Der Kontrast vom Teiglingaufblaser zum noch nahezu handwerklichen Backen wie etwa bei der Berliner Bäckerei Märkisch Landbrot könnte nicht größer sein. Der Betrieb stellt ausschließlich Bioprodukte mit dem Demeter-Gütesiegel her, dem am schwierigsten zu erlangenden und aufwendigsten Bio-Label. Es gibt in den Broten keine Zusatzstoffe und keine Rohstoffe, die nicht gemäß dem Gütesiegel angebaut werden. Außerdem wird noch ein Holzbackofen betrieben – darauf ist man stolz. Zwischen sieben- und neuntausend Brote werden hier jeden Tag gebacken, jedes einzelne auf Bestellung. Das Geschäftsprinzip der Lieferbäckerei beruht auch darauf, daß nicht nur Bioläden, Kindertagesstätten, Schulen und andere Vertriebsstellen beliefert werden, sondern ebenso Großkunden direkt.

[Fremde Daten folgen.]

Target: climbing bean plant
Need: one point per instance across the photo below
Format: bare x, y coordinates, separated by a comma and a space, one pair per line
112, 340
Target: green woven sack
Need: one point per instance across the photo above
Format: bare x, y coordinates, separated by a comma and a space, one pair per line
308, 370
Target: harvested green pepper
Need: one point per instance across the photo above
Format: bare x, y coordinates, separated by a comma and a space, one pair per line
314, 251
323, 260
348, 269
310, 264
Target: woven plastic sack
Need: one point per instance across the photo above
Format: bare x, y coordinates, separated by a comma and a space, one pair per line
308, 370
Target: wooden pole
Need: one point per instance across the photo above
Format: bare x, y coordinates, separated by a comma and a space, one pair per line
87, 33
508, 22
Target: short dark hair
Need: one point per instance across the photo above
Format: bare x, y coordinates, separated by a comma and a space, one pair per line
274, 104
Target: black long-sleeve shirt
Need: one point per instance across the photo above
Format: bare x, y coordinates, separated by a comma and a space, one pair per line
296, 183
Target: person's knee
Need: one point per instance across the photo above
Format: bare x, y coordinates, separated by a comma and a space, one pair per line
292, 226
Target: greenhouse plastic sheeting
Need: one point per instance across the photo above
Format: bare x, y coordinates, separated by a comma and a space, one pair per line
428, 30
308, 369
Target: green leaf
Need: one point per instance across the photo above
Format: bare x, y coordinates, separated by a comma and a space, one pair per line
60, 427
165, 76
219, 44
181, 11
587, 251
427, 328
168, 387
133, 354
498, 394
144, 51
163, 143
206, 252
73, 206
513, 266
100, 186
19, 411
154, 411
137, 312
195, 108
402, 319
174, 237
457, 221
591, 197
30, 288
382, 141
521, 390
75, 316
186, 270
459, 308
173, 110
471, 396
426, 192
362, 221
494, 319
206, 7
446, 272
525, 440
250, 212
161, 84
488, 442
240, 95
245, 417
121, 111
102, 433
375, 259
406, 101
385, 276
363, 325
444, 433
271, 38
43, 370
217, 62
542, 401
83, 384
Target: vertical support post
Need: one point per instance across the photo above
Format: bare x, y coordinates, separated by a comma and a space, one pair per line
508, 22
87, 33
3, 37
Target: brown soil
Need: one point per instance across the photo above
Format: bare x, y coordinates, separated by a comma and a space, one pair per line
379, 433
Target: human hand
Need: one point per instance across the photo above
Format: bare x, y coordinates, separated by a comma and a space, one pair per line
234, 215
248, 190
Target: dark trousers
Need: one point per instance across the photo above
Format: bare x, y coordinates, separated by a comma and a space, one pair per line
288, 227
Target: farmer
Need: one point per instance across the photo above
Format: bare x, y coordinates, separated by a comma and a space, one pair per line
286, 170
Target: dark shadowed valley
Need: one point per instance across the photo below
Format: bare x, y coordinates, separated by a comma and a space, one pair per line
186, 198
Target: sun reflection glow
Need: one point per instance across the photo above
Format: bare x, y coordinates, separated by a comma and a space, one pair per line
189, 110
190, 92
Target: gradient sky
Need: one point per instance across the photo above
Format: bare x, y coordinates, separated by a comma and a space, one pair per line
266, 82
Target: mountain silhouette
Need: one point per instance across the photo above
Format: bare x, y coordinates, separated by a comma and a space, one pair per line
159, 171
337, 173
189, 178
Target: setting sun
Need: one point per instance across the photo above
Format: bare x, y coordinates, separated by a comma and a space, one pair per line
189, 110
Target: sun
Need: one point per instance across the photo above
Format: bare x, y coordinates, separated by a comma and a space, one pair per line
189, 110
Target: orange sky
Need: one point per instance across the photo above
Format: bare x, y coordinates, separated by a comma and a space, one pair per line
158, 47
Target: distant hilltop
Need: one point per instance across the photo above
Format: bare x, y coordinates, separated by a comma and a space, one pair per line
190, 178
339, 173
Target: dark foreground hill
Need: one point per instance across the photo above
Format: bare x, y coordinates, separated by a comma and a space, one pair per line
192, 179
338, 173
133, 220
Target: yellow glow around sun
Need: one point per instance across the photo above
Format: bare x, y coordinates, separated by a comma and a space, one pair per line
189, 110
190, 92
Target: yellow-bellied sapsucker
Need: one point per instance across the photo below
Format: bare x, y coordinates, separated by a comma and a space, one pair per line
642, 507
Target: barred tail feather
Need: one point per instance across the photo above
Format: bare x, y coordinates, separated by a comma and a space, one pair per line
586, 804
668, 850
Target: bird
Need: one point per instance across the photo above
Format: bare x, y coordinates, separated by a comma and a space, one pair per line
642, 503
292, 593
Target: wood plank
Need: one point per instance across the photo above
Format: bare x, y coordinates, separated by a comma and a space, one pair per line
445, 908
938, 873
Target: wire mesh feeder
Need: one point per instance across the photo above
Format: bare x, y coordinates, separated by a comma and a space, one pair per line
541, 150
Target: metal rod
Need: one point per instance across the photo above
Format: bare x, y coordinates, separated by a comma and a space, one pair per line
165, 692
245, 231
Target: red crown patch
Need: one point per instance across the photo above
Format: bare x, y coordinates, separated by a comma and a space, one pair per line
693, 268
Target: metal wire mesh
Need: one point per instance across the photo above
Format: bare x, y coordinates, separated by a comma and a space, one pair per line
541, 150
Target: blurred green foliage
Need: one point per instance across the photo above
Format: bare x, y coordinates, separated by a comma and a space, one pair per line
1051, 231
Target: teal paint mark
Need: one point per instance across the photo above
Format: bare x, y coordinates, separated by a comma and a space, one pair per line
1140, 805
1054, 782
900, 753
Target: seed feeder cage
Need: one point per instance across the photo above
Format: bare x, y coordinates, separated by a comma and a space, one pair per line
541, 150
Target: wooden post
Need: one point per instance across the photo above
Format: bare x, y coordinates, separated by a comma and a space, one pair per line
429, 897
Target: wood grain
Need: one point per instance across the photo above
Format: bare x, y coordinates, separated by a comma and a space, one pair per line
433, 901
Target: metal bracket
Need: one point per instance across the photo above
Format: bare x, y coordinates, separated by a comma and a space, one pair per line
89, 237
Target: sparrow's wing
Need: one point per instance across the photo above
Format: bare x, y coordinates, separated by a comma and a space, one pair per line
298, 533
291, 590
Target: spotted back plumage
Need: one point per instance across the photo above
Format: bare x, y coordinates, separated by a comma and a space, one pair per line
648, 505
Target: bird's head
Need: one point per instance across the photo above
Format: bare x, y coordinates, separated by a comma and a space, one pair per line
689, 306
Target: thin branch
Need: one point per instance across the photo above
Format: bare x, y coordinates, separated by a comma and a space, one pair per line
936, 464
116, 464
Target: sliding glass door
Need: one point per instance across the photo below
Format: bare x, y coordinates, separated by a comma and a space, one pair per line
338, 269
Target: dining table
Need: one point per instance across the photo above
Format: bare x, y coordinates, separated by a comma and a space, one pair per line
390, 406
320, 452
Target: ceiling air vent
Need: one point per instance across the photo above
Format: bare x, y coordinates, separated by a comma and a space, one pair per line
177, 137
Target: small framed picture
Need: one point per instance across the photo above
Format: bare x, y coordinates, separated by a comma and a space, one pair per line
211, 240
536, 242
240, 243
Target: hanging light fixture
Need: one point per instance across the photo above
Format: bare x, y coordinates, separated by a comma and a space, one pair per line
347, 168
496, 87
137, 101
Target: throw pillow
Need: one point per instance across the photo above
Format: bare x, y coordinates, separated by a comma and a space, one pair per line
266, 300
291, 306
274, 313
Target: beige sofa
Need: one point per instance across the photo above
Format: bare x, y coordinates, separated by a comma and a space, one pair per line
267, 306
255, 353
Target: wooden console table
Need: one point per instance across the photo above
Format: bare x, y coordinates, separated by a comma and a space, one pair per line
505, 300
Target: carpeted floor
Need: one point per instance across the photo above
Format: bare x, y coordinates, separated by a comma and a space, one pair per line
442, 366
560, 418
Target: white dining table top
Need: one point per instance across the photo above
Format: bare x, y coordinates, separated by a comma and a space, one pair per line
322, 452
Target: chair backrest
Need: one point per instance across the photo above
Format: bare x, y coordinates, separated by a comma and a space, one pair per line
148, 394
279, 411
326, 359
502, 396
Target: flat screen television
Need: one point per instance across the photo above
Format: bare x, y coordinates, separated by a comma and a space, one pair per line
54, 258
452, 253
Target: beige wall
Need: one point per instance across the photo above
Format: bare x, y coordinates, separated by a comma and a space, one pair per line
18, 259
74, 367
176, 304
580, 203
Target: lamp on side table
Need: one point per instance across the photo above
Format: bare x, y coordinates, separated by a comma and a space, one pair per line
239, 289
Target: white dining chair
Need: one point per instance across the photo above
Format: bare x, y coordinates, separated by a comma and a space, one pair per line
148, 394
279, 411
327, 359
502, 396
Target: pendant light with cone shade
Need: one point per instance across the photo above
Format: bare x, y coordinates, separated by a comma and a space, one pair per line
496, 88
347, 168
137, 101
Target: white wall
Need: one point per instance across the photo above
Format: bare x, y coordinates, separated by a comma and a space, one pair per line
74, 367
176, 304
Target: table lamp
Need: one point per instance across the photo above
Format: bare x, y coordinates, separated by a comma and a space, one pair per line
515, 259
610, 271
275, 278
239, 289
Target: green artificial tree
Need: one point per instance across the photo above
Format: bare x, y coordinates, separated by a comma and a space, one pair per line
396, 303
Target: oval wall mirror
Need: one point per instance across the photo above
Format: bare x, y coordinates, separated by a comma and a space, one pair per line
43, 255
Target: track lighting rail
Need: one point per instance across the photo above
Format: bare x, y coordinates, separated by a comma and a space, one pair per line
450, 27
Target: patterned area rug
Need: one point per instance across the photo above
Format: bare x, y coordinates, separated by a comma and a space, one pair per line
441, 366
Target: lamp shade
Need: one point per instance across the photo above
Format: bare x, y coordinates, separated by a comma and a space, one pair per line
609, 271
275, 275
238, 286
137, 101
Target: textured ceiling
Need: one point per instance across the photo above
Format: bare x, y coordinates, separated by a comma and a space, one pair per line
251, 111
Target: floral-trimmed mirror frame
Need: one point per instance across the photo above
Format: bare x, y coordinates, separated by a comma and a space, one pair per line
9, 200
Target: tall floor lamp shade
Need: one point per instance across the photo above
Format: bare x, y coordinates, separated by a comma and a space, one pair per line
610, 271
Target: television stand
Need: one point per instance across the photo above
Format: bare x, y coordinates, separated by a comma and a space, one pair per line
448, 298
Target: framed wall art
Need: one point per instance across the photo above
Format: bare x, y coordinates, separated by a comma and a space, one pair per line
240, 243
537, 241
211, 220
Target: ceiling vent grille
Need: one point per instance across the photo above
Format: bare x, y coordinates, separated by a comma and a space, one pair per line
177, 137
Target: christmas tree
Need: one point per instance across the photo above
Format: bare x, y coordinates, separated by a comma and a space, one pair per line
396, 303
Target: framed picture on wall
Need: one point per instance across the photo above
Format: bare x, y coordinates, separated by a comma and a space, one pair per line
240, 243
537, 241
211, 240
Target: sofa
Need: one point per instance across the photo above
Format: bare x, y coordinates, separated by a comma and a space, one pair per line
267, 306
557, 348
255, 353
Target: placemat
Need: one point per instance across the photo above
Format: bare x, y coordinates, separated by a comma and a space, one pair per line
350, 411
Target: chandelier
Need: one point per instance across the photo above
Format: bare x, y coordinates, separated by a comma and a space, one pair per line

Das Biobrotsegment funktioniert praktisch als Parallelwelt zur sonstigen Backindustrie. Die Demeter-zertifizierten Biobauern bekommen das Dreifache des üblichen Marktpreises für konventionelles Getreide, was sich aber erstaunlicherweise nur marginal auf den Endpreis von Brot und Brötchen für die Kunden auswirkt. Die größten Kostenanteile bleiben Energie und die menschliche Arbeitskraft – der Biobäcker zahlt seinen Mitarbeitern einen überdurchschnittlich guten Lohn.
Zwanzig Bäcker arbeiten bei Märkisch Landbrot, siebenundzwanzig weitere Angestellte kümmern sich um den Zutateneinkauf und Brotverkauf, die Instandhaltung der Anlagen und um Auslieferung und Kommissionierung. Damit sich der Brotpreis für die ohnehin preislich eher im Luxussegment angesiedelten Biobrote nicht noch drastischer vom konventionellen Segment entfernt und außerdem das überdurchschnittliche Wachstum im Biosegment bewältigt werden kann, setzen aber auch die Biopuristen unter den Berliner Bäckern auf Computerhilfe. Die hauseigenen Mühlen mahlen zwar altväterlich noch mit runden Mühlsteinen, die sich in Holzgestellen drehen, so daß bei niedrigeren Temperaturen gemahlen wird. Die Kontrolle der Mühlen übernimmt jedoch eine moderne Steueranlage wie in den großen Industriemühlen auch. Die modernen Backöfen sind digital gesteuert, ebenso wie die Waagen für die Rezeptzusammenstellung.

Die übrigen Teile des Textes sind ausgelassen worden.